Ernster Gedanken voll ging ich wieder zurück über den tosenden Poschiavino. In einem kleinen Albergo machte ich Rast. Während ich mein Mittagsmahl aus dem Rucksack bestritt, gesellte sich mir ein kleines, dreijähriges Mädchen zu und beobachtete aufmerksam, wie der Forestiere ass. Ich gab der Kleinen ein Stück Gebäck und forderte sie auf, « Grazie » zu sagen. Das Maidli antwortete aber auf Schwyzerdütsch: « Danke beschtens! » Damit war natürlich eine reizende Unterhaltung eingeleitet; wir plauderten vergnügt, und weil mir das Wesen der Kleinen gefiel, frag ich sie: « Wie heissischt, Maidli? » « I bi d'Cilgi! » Cilgia!

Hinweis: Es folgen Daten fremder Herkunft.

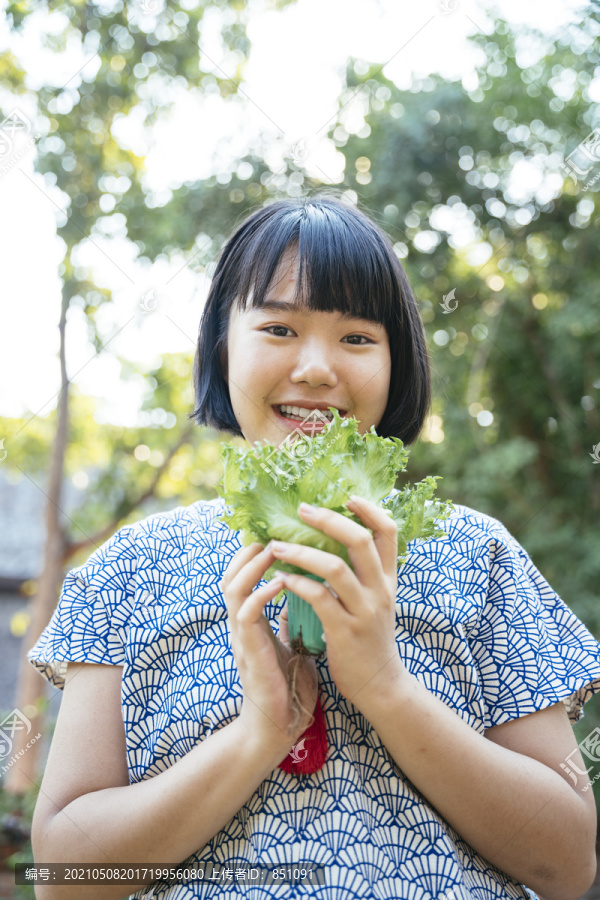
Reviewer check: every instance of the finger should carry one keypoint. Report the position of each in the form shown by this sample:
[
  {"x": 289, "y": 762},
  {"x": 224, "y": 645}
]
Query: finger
[
  {"x": 385, "y": 532},
  {"x": 326, "y": 606},
  {"x": 246, "y": 578},
  {"x": 284, "y": 629},
  {"x": 331, "y": 568},
  {"x": 251, "y": 612},
  {"x": 362, "y": 551}
]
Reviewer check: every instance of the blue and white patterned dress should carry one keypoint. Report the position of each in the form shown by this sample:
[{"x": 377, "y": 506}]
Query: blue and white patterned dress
[{"x": 477, "y": 624}]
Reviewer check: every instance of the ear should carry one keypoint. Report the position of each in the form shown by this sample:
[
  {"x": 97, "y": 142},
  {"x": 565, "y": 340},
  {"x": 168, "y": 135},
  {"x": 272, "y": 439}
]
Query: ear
[{"x": 224, "y": 361}]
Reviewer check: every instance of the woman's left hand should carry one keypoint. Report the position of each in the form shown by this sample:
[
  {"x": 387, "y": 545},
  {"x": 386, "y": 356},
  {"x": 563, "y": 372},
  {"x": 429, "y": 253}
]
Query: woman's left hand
[{"x": 359, "y": 624}]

Rediviva! wieder zum Leben erwacht ?! Ich schwieg zuerst, etwas benommen von diesem merkwürdigen Zusammentreffen. Dann musste ich natürlich dem Kinde eine besondere Freude bereiten: « Hescht es Schpartöpfli, Cilgi? » « Jo. » Und schon konnte ich das Kinder-herz mit einer klingenden Gabe beglücken. Da grüsste mich der Geist der Cilgia Premont, und ich vernahm mit Entzücken: « Bisch guet, i gib Dir mis Ringli. » Schon hatte Klein-cilgia ein buntfarbiges Fädchen von ihrer Hand gestreift und versuchte, es mir auf den leider zu grossen Finger zu schieben. « Seh'geht nimmi! » Mit einem leisen Seufzer gab sie ihr vergebliches Bemühen auf. Unbefangen verzehrte das Mädchen sein Gebäck und liess mir Zeit, das wunderfeine Idyll, das es mir eben beschert hatte, recht zu geniessen.

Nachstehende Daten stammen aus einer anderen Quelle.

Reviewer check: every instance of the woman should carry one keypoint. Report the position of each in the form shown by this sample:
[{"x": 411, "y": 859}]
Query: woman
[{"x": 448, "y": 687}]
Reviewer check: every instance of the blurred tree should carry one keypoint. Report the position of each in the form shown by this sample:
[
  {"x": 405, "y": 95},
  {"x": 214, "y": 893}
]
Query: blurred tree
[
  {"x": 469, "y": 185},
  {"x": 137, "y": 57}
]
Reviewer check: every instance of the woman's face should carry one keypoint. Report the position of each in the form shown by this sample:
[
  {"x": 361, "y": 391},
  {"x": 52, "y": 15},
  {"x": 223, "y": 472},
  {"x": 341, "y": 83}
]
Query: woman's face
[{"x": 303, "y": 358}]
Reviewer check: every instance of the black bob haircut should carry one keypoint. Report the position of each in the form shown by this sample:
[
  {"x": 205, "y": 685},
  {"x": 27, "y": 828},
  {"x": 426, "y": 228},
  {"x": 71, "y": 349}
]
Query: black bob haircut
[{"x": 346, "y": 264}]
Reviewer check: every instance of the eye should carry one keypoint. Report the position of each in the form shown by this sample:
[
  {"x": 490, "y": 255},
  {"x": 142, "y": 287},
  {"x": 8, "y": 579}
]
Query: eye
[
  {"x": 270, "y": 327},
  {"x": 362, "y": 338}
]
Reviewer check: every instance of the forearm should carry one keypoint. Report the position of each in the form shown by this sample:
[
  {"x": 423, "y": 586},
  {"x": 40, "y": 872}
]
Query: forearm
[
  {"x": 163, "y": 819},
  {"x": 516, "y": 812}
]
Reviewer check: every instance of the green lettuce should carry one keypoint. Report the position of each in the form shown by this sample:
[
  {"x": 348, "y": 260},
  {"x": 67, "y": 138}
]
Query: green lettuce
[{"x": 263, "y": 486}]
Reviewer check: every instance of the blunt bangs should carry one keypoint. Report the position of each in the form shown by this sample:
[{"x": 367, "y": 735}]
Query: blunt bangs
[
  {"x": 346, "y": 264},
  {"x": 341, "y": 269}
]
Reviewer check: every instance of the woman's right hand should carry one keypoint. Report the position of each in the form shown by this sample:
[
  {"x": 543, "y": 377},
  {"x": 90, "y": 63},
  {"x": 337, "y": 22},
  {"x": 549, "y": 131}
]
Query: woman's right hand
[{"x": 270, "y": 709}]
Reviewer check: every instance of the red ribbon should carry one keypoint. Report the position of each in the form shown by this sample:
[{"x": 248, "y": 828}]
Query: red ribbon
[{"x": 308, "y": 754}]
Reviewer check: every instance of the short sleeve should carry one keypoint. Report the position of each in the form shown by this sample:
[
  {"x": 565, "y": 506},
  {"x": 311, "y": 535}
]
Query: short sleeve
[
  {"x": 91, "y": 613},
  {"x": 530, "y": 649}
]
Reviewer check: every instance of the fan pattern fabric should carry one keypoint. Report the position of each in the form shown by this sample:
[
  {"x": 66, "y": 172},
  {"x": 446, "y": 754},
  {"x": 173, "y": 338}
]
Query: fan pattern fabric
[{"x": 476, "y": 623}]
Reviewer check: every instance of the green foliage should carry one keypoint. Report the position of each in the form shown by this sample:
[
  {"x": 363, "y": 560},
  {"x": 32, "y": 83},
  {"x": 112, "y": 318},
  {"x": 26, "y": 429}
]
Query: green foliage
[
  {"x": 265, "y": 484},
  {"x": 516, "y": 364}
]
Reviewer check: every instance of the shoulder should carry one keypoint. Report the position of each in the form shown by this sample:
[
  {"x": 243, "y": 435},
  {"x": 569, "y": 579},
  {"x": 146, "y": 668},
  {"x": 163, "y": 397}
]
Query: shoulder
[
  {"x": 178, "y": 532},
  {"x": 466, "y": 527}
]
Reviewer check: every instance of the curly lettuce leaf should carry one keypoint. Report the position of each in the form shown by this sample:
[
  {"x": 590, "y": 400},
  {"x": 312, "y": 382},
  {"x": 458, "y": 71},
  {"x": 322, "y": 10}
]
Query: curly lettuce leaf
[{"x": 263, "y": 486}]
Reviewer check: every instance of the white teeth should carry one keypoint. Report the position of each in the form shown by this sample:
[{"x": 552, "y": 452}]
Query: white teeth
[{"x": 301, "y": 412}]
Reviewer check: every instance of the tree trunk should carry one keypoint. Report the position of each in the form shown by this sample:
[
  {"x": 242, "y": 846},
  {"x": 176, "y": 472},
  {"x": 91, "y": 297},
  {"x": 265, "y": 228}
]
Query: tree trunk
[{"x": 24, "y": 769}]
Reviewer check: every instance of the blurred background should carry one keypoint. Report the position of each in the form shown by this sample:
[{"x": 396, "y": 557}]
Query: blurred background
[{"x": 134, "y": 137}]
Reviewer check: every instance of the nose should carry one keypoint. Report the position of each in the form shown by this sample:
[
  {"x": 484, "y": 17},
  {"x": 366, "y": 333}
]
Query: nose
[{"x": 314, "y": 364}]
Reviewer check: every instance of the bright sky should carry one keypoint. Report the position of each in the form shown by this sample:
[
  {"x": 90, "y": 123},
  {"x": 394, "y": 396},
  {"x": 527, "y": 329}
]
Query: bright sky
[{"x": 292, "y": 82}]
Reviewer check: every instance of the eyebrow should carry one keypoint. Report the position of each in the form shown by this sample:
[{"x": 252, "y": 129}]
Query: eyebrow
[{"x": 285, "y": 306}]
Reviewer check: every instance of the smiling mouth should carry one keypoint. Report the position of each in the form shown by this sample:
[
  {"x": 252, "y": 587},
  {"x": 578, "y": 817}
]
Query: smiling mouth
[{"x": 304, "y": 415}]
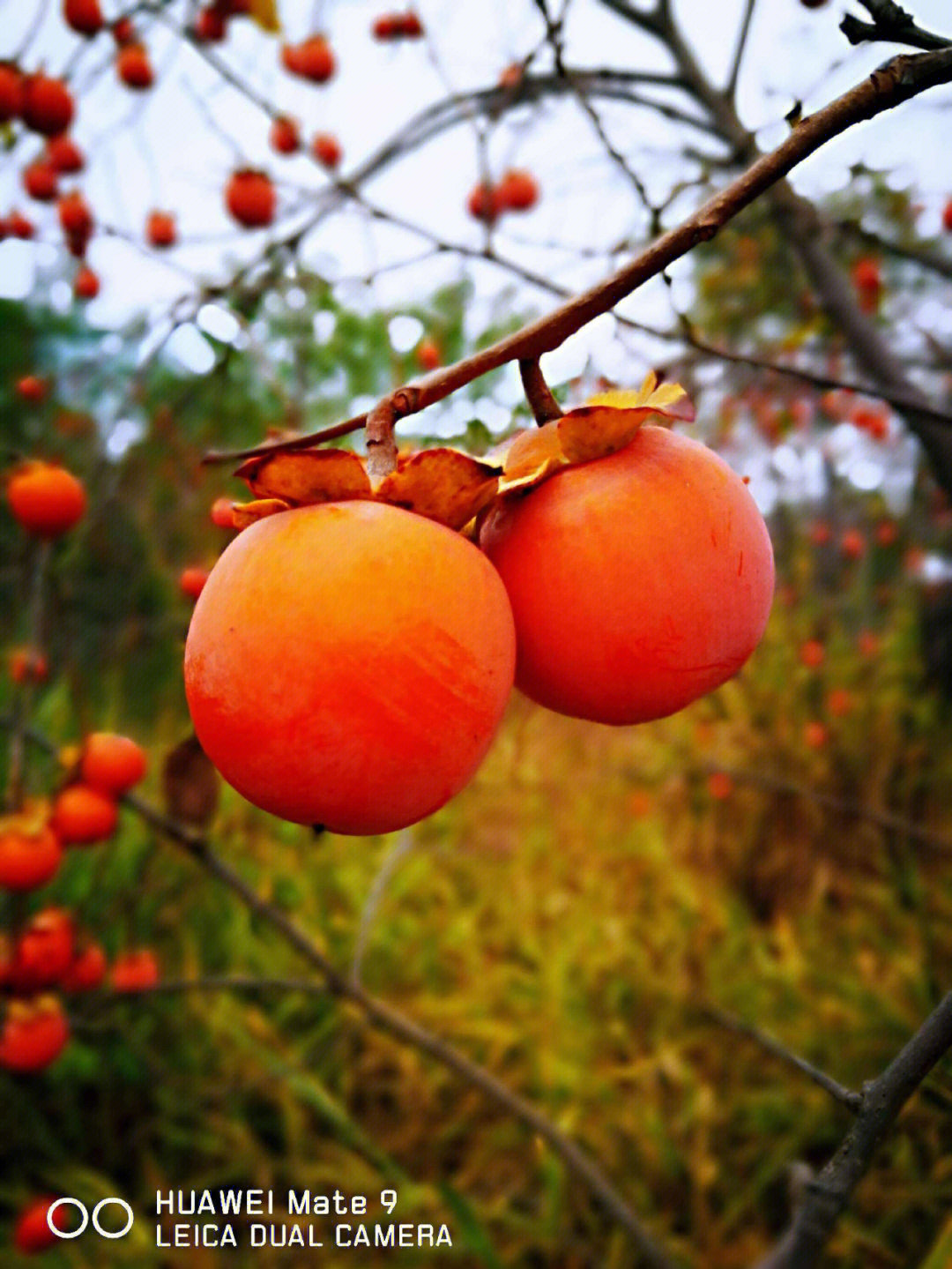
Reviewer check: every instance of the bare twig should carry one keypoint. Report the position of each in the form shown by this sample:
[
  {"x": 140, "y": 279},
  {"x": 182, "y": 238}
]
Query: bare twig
[
  {"x": 896, "y": 81},
  {"x": 827, "y": 1194}
]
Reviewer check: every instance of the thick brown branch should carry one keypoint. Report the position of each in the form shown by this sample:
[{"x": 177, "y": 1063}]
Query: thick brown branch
[
  {"x": 896, "y": 81},
  {"x": 382, "y": 1015}
]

Als ich dann im Zuge sass, auf die Abfahrt wartete und dem entzückenden Erlebnis nachsann, da flatterte plötzlich ein kleines rotes Röckchen heran. Kleincilgia grüsste ihren neugewonnenen Freund und winkte mit einem weissen Tüchlein. Ich grüsste wieder, bis der Zug um eine Ecke bog und das Idyll meinen Augen entschwand. Zweimal Cilgia, die im Beinhaus und ihr wieder lebendig gewordenes Wesen, die Werdende, die Kommende!

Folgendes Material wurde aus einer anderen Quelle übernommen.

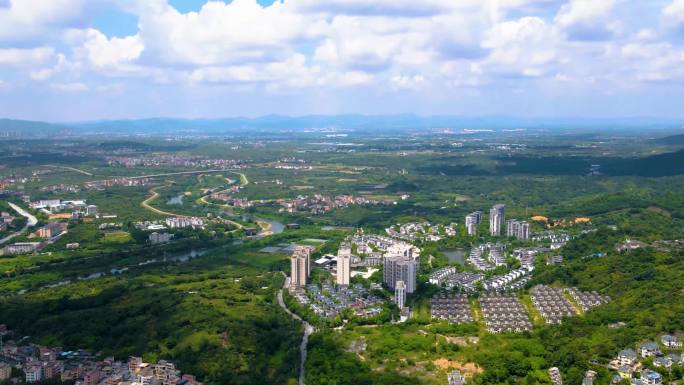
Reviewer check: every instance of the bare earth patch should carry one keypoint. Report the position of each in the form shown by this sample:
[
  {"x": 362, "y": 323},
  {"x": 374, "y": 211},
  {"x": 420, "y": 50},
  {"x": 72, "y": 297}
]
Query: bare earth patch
[
  {"x": 463, "y": 341},
  {"x": 467, "y": 368}
]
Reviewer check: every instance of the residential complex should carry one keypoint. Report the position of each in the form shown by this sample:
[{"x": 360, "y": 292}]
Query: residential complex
[
  {"x": 40, "y": 363},
  {"x": 518, "y": 229},
  {"x": 400, "y": 268},
  {"x": 400, "y": 294},
  {"x": 472, "y": 221},
  {"x": 344, "y": 264},
  {"x": 300, "y": 263},
  {"x": 497, "y": 216}
]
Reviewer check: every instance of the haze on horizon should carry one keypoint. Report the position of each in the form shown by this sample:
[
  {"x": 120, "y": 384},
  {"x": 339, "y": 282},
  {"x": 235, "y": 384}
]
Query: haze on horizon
[{"x": 78, "y": 60}]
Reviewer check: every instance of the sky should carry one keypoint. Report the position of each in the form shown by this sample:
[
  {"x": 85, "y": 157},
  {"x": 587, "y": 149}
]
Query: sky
[{"x": 82, "y": 60}]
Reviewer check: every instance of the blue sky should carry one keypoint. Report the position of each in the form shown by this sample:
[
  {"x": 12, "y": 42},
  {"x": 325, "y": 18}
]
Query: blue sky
[{"x": 73, "y": 60}]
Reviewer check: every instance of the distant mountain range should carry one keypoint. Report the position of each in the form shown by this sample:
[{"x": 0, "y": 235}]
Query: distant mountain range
[{"x": 363, "y": 123}]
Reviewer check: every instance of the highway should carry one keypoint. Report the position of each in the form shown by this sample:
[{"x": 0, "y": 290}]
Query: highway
[
  {"x": 31, "y": 221},
  {"x": 308, "y": 330}
]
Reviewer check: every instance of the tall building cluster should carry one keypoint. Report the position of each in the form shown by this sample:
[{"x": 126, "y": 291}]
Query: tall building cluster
[
  {"x": 497, "y": 215},
  {"x": 401, "y": 267},
  {"x": 518, "y": 229},
  {"x": 400, "y": 294},
  {"x": 300, "y": 263},
  {"x": 472, "y": 221},
  {"x": 344, "y": 264}
]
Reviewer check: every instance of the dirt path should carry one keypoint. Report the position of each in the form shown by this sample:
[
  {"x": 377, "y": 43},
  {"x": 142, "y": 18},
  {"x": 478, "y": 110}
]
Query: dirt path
[
  {"x": 308, "y": 330},
  {"x": 31, "y": 221},
  {"x": 146, "y": 203}
]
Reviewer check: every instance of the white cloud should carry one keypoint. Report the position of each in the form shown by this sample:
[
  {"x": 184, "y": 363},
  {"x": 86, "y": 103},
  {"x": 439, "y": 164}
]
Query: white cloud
[
  {"x": 69, "y": 87},
  {"x": 27, "y": 20},
  {"x": 239, "y": 32},
  {"x": 524, "y": 47},
  {"x": 108, "y": 53},
  {"x": 588, "y": 19},
  {"x": 304, "y": 47},
  {"x": 25, "y": 56},
  {"x": 674, "y": 13}
]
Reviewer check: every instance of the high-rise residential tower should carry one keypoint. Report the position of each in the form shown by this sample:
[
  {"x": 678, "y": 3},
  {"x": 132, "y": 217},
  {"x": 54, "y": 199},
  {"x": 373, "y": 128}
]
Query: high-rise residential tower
[
  {"x": 400, "y": 294},
  {"x": 472, "y": 221},
  {"x": 518, "y": 229},
  {"x": 300, "y": 263},
  {"x": 497, "y": 216},
  {"x": 344, "y": 264},
  {"x": 400, "y": 268}
]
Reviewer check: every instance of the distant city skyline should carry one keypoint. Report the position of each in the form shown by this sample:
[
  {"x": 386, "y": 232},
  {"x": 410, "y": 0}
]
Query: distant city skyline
[{"x": 80, "y": 60}]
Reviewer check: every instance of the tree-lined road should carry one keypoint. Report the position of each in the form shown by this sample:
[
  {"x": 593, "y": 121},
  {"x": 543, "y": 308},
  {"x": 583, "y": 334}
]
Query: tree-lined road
[
  {"x": 308, "y": 330},
  {"x": 31, "y": 221}
]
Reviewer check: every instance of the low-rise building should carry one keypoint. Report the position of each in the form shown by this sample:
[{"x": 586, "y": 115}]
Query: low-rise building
[
  {"x": 158, "y": 238},
  {"x": 650, "y": 377},
  {"x": 671, "y": 341},
  {"x": 456, "y": 378},
  {"x": 649, "y": 349},
  {"x": 5, "y": 371}
]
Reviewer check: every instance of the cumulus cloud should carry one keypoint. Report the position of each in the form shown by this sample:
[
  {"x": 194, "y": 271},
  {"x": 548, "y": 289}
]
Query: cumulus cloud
[
  {"x": 588, "y": 19},
  {"x": 25, "y": 56},
  {"x": 24, "y": 21},
  {"x": 69, "y": 87},
  {"x": 673, "y": 14},
  {"x": 296, "y": 46}
]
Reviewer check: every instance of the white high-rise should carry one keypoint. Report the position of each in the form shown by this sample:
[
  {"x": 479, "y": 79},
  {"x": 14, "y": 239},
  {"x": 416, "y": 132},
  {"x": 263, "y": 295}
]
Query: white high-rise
[
  {"x": 400, "y": 294},
  {"x": 518, "y": 229},
  {"x": 497, "y": 217},
  {"x": 300, "y": 264},
  {"x": 344, "y": 264},
  {"x": 472, "y": 220},
  {"x": 400, "y": 268}
]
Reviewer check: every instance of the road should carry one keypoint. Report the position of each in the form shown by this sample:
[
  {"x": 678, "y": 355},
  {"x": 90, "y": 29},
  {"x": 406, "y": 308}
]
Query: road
[
  {"x": 308, "y": 330},
  {"x": 72, "y": 169},
  {"x": 146, "y": 204},
  {"x": 29, "y": 223},
  {"x": 177, "y": 173}
]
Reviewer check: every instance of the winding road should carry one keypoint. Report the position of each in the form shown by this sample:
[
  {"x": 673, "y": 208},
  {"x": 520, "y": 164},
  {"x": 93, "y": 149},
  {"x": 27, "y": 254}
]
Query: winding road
[
  {"x": 29, "y": 223},
  {"x": 308, "y": 330}
]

Als ich dann am nächsten Tage oben auf den Matten der Muottas Muragl stand, zwischen Tausenden von köstlichen Alpenblumen, da sah ich mit Giovanni Segantinis Augen hinab in das wundervolle Oberengadin mit seinen Seen, seinen Dörfern und Städtchen, von Samaden über St. Moritz bis hinauf nach Maloja, wo es hinabgeht zum Bergell, nach Chiavenna und zum Lago di Corno. Von Südosten her strahlten in reinem Weiss die Eisgipfel des Bernina, von denen einst Markus Paltram seiner Cilgia Premont das oberste Firnenlicht herabholen wollte. Über dem allem wölbte sich der tiefe, unwahrscheinlich blaue Engadiner Sommerhimmel.

Da erschien mir Cilgia zum dritten Male; sie kam gleich einer wunderschönen Fee über die Matten daher und rührte meine Seele an. Da horchte ich still in mich hinein, und aus der Begeisterung über die Schönheit des Engadins klang der Widerhall daraus hervor:

Du herrliches Land voll Stille und Grösse!

In dir wird Schönheit geboren, täglich von neuem seit Ewigkeiten. Du weckest die Sehnsucht und spiegelst dich in unserer Seele, auf dass in uns das Glück erfülle das Leben!